The former president of Catalonia, Carles Puigdemont, has been released by Italian authorities without any precautionary measures after his arrest in Sardinia, but is required to stay on the island.
On Friday, Puigdemont was allowed to walk free by Sardinian authorities a day after his arrest on the island. However, his first court hearing is set to take place on Saturday after his legal team asked for it to be postponed.
Earlier on Friday incumbent Catalonian regional leader Pere Aragones demanded the release of his predecessor, claiming that the Spanish authorities have “acted unfaithfully towards European Justice”.
He called for the European Arrest Warrant against Puigdemont, as well as other politically prosecuted people, to be dropped.

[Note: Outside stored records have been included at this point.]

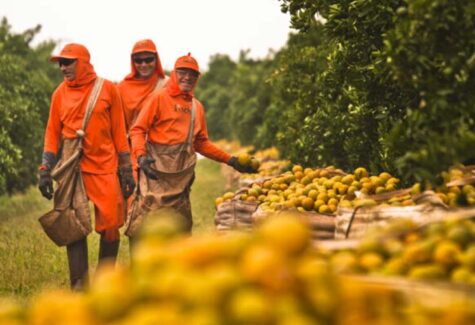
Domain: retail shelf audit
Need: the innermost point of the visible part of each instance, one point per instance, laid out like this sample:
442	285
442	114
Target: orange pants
104	191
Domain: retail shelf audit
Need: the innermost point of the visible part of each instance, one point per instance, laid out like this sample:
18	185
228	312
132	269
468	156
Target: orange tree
397	89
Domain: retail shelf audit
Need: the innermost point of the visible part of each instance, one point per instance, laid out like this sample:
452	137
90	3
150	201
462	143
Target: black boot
78	265
108	251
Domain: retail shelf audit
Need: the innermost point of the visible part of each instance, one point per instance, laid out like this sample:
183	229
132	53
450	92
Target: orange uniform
105	136
133	90
165	119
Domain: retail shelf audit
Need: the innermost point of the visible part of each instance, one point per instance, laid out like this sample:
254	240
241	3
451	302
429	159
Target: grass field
30	262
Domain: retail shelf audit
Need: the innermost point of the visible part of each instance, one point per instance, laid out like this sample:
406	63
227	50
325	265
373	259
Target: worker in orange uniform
168	132
145	77
105	161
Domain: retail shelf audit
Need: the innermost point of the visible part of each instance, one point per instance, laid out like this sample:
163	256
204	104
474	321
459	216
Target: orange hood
133	90
145	45
85	73
188	62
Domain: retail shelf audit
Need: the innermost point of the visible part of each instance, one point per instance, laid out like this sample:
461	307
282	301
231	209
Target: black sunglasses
66	62
146	60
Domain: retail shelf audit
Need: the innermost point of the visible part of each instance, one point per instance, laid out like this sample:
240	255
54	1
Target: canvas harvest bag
70	218
175	165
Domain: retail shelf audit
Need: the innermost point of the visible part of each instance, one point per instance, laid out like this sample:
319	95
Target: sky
109	28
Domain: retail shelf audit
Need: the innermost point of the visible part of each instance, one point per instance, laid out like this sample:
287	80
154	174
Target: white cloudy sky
109	28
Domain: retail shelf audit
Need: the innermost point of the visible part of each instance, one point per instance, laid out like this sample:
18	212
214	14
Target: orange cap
72	51
145	45
188	62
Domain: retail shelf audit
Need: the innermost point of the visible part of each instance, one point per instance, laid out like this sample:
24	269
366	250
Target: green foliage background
386	84
27	80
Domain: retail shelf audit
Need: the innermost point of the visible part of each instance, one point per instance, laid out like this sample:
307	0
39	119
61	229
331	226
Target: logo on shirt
181	109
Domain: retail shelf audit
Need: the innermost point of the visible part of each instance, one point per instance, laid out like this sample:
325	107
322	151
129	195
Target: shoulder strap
90	105
192	122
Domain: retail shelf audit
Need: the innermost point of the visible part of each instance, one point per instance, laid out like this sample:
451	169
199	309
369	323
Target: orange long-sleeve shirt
165	119
105	134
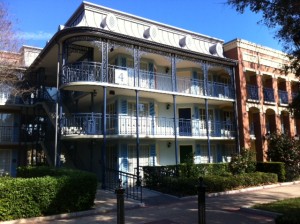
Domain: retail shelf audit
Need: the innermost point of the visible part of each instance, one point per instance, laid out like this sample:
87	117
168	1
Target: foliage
288	207
243	162
57	192
182	186
284	15
284	149
272	167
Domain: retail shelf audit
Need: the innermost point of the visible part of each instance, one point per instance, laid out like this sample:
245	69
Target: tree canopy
284	16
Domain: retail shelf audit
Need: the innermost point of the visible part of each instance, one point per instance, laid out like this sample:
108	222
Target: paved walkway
226	207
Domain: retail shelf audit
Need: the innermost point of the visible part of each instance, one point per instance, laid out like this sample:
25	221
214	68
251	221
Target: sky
36	21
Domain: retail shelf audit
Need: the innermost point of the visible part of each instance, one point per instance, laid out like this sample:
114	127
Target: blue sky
38	20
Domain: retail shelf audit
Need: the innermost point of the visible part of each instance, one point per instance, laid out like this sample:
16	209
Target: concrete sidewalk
226	207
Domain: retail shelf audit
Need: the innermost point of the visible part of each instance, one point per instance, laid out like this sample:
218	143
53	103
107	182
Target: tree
284	15
11	71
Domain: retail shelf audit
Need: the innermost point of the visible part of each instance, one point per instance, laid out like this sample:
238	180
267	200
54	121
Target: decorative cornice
91	15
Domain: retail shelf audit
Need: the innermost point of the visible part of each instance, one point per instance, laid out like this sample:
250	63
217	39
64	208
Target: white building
134	92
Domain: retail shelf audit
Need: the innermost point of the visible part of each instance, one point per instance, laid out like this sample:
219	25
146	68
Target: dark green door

▶️ #President@perearagones: “The Spanish authorities have acted unfaithfully towards the European Justice. We call for the withdrawal of the European Arrest Warrant against President @KRLS. Amnesty and self-determination is the only solution” pic.twitter.com/rMtJJsFAh7
Aragones also said that he will make the journey to Sardinia, where his predecessor was arrested, alongside his vice-president to side with Puigdemont in such a serious situation.
Video footage circulating on Twitter purported to show hundreds of pro-independence supporters gathered on Barcelona’s Avinguda Diagonal.
🎥 | Several hundred pro-independence supporters gather on Barcelona’s Avinguda Diagonal to protest against the arrest of former Catalan president Carles Puigdemont📝 | Learn more: https://t.co/PFcVoOXXHnpic.twitter.com/iAvgUpWTTG
On Thursday, Puigdemont was taken into custody on the Italian island, where he had traveled for a cultural event for Catalan folklore. His lawyer, Gonzalo Boye, said that he was detained “upon arrival in Sardinia” and was attending as an MEP, a role he was elected for in 2019.
The fugitive politician had been on the run for almost four years since Catalonia’s independence referendum in 2017. During this period, Puigdemont spent most of his time in Belgium.
In March, the European Parliament voted to lift the immunity of the Catalan separatist, as well as two others, leaving them more vulnerable to arrest.
The 58-year-old was wanted on accusations of sedition and that his involvement in promoting and organizing the independence referendum was an incitement of “rebellion”. A German court, however, ruled he could not be extradited back to Spain for “rebellion”, prompting Madrid to amend the arrest warrant in 2019 for sedition and the misuse of public funds.
Nine other Catalonian leaders were also convicted of the same charges in Spain, but were pardoned in June.